How to penalize False Negatives more than False Positives

Question

From the business perspective, false negatives lead to about tenfold higher costs (real money) than false positives. Given my standard binary classification models (logit, random forest, etc.), how can I incorporate this into my model?

Do I have to change (weight) the loss function in favor of the 'preferred' error (FP) ? If so, how to do that?

Answer 1

As @Maxim mentioned, there are 2 stages to make this kind of tuning: in the model training stage (like custom weights) and the prediction stage (like lowering the decision threshold).

Another tuning for the model-training stage is using a recall scorer. you can use it in your grid-search cross-validation (GridSearchCV) for tuning your classifier with the best hyper-param towards high recall.

GridSearchCV scoring parameter can either accepts the 'recall' string or the function recall_score.
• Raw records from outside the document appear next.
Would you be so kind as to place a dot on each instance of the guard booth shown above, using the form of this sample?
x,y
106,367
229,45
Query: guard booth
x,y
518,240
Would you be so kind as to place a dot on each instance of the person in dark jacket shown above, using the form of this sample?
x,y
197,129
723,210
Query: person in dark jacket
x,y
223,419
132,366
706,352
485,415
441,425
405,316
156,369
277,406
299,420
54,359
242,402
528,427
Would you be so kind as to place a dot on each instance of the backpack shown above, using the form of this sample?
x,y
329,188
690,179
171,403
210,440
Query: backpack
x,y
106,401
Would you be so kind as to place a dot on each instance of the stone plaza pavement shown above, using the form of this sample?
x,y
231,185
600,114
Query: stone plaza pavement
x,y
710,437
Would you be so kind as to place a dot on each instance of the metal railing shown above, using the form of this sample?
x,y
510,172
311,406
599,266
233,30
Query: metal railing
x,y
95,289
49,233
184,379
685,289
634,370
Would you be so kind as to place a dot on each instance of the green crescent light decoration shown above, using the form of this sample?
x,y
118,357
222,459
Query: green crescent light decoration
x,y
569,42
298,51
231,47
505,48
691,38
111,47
Since you're using a binary classification, both options should work out of the box, and call recall_score with its default values that suits a binary classification:

• average: 'binary' (i.e. one simple recall value)
• pos_label: 1 (like numpy's True value)

Should you need to custom it, you can wrap an existing scorer, or a custom one, with make_scorer, and pass it to the scoring parameter.

For example:

from sklearn.metrics import recall_score, make_scorer

recall_custom_scorer = make_scorer(
    lambda y, y_pred, **kwargs: recall_score(y, y_pred, pos_label='yes')[1]
)

GridSearchCV(estimator=est, param_grid=param_grid, scoring=recall_custom_scorer, ...)

Answer 2

There are several options for you:

• As suggested in the comments, class_weight should boost the loss function towards the preferred class. This option is supported by various estimators, including sklearn.linear_model.LogisticRegression, sklearn.svm.SVC, sklearn.ensemble.RandomForestClassifier, and others. Note there's no theoretical limit to the weight ratio, so even if 1 to 100 isn't strong enough for you, you can go on with 1 to 500, etc.

• You can also select the decision threshold very low during the cross-validation to pick the model that gives highest recall (though possibly low precision). The recall close to 1.0 effectively means false_negatives close to 0.0, which is what to want. For that, use sklearn.model_selection.cross_val_predict and sklearn.metrics.precision_recall_curve functions:

  y_scores = cross_val_predict(classifier, x_train, y_train, cv=3,
                               method="decision_function")
  
  precisions, recalls, thresholds = precision_recall_curve(y_train, y_scores)
  

  If you plot the precisions and recalls against the thresholds, you should see the picture like this:

  

  After picking the best threshold, you can use the raw scores from classifier.decision_function() method for your final classification.

Finally, try not to over-optimize your classifier, because you can easily end up with a trivial const classifier (which is obviously never wrong, but is useless).